An incomplete picture

Researchers Dr Eleanor Drage and Dr Kerry Mackereth draw attention to a 2020 poll by Gartner, Inc., that showed that of 334 HR leaders, no less than 86% of those questioned were implementing AI in their recruitment process. In particular, the new trend for video-based AI recruitment sifting has since experienced a meteoric rise.

Dr Mackereth explained the flaw in the logic of letting such tools dictate your ideal candidates.

“These tools can’t be trained to only identify job-related characteristics and strip out gender and race from the hiring process, because the kinds of attributes we think are essential for being a good employee are inherently bound up with gender and race,” she said.

In particular, the researchers said there were significant issues with the video recruitment tools that promised to “analyse the minutiae of a candidate’s speech and bodily movements” to see how closely they resembled a company’s supposed ideal employee.

This, Dr Drage said, was little more than technological phrenology, and had no scientific basis. Certainly, analysis of movement patterns has been controversial – not to say frequently entirely erroneous – in security systems at airports and high-profile venues, when attempting to identify criminal intent, so it should come as no surprise that it’s by no means the best way to find your next star employee, either.

Seeing the ‘Inner You’

“They say that they can know your personality from looking at your face,” explained Dr Drage. “The idea is that, like a lie-detector test, AI can see ‘through’ your face to the real you.”

Testing out their theory about the flaws in AI recruitment tools, the researchers built their own – admittedly simplified – AI recruitment tool, and got it to rate candidates’ photographs for five key personality criteria:

  • agreeableness
  • extroversion
  • openness
  • conscientiousness
  • neuroticism

But the results they produced were able to be skewed by any number of presentation variables, such as contrast, brightness, and color saturation.
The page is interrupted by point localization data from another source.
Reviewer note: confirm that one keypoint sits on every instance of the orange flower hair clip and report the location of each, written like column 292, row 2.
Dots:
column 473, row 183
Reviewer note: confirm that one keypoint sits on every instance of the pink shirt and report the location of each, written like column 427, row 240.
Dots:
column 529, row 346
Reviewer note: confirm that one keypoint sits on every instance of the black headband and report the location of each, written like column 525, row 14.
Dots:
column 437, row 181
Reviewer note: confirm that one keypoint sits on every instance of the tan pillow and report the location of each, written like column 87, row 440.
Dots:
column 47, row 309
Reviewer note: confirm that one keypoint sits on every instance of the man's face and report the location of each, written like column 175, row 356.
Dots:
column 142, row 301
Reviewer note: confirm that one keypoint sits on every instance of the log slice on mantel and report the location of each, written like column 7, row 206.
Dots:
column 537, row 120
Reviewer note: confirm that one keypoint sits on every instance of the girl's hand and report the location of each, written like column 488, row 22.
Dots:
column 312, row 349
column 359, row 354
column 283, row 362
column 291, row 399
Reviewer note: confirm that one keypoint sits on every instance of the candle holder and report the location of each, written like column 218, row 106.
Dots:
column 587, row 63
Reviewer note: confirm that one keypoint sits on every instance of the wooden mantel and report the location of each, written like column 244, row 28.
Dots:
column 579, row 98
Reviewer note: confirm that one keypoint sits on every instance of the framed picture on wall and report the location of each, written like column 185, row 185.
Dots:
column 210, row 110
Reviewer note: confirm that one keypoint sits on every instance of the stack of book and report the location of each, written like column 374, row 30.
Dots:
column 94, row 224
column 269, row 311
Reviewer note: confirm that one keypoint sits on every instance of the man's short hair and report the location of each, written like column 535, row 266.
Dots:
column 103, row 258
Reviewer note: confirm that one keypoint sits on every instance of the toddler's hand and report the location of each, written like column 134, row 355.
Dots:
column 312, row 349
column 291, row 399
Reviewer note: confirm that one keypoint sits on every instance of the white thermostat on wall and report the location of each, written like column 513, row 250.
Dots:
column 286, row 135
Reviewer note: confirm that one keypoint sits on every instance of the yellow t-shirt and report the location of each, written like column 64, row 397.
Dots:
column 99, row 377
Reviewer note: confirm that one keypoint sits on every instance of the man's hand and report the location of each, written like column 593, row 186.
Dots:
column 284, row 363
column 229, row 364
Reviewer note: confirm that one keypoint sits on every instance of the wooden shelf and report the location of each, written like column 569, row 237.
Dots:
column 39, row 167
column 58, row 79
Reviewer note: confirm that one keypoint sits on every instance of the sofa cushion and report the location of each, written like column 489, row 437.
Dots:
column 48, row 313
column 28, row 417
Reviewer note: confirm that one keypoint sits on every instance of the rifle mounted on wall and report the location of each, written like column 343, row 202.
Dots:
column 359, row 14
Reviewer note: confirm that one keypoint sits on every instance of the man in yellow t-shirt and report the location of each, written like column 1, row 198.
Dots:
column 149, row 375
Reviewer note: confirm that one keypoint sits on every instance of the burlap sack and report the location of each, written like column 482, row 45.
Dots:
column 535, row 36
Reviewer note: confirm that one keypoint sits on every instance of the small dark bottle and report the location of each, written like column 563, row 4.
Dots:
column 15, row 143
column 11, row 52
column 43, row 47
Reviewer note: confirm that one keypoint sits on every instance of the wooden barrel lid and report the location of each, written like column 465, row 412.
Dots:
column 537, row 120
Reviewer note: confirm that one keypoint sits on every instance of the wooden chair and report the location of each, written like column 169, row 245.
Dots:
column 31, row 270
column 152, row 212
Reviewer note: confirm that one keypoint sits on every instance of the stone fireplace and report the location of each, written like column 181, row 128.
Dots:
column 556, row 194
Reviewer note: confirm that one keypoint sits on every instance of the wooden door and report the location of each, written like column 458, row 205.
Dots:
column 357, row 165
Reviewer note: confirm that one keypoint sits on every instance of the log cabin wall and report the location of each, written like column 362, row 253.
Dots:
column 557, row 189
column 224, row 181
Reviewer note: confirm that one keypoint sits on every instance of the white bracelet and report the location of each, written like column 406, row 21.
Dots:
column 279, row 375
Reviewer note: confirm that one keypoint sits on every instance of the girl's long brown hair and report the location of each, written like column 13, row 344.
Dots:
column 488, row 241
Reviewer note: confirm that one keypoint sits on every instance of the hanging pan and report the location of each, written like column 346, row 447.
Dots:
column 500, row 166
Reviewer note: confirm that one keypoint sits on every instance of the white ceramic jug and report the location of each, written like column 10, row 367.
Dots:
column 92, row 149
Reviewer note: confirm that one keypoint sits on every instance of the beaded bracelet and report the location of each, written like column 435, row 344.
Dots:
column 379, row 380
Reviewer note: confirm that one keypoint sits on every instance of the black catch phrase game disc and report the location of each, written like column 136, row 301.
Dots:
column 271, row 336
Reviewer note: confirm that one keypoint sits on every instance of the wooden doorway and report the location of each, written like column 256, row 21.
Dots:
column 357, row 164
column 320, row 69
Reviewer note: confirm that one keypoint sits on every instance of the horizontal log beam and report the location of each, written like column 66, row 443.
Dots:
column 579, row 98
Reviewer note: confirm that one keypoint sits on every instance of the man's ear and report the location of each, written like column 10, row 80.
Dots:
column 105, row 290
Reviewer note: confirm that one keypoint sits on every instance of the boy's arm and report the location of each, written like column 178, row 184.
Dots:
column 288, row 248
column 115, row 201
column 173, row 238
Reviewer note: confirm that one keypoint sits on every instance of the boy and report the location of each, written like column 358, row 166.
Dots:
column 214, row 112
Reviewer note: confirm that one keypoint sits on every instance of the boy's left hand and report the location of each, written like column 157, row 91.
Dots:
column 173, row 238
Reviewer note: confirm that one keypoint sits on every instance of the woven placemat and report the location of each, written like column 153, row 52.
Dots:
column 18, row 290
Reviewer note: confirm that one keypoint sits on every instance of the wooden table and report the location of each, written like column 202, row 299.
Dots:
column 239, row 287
Just as social media filters can be used to alter the reception that a particular image gets, so simple factors like these can alter the ability of an AI to rate candidates equally on these core criteria.

Believable bunk?

So is all AI in recruitment simply believable bunk?

Potentially not. Many AI systems are helping companies fill high-volume vacancies in what is a tense recruitment climate, where there can be anything up to 250 or more applicants for a single vacancy. Some such tools, like TaTiO, are innovatively designed to use things like job assessment simulators and performance analysis without any need to consult a resume or video.

But it’s certainly true that the Cambridge work builds on previous cautionary tales, both in academia and hard business. In 2019, Harvard Business Review published a study that showed AI recruitment tools selecting against Black candidates. Meanwhile in 2028, Amazon was forced to abandon an AI recruitment tool after not only discovering it was relentlessly rejecting women from top jobs (because it was using a data model that was based on previous top hires – all of which were men), but sending in a team of experts to correct the problem… and having them fail.

The persuasive power of techno-phrenology

For now, the Cambridge study is compelling, but potentially not a death-blow for AI in recruitment – the simplified tool the researchers created may be found to be less sophisticated than particular, highly innovative versions. But it certainly argues for – at the very least – selection of your AI recruitment tool with significantly more care than may have previously been the case.

It’s also worth noting that businesses with a lot of vacancies to fill may value the speed and cost benefits of using a single AI tool for early sifting more than they necessarily value the absolute fairness of the process. While such priorities remain within the law, and while our society remains as flawed and hierarchical as it is, the likelihood is that a little techno-phrenology will be seen to beat scientific fact in the hiring process.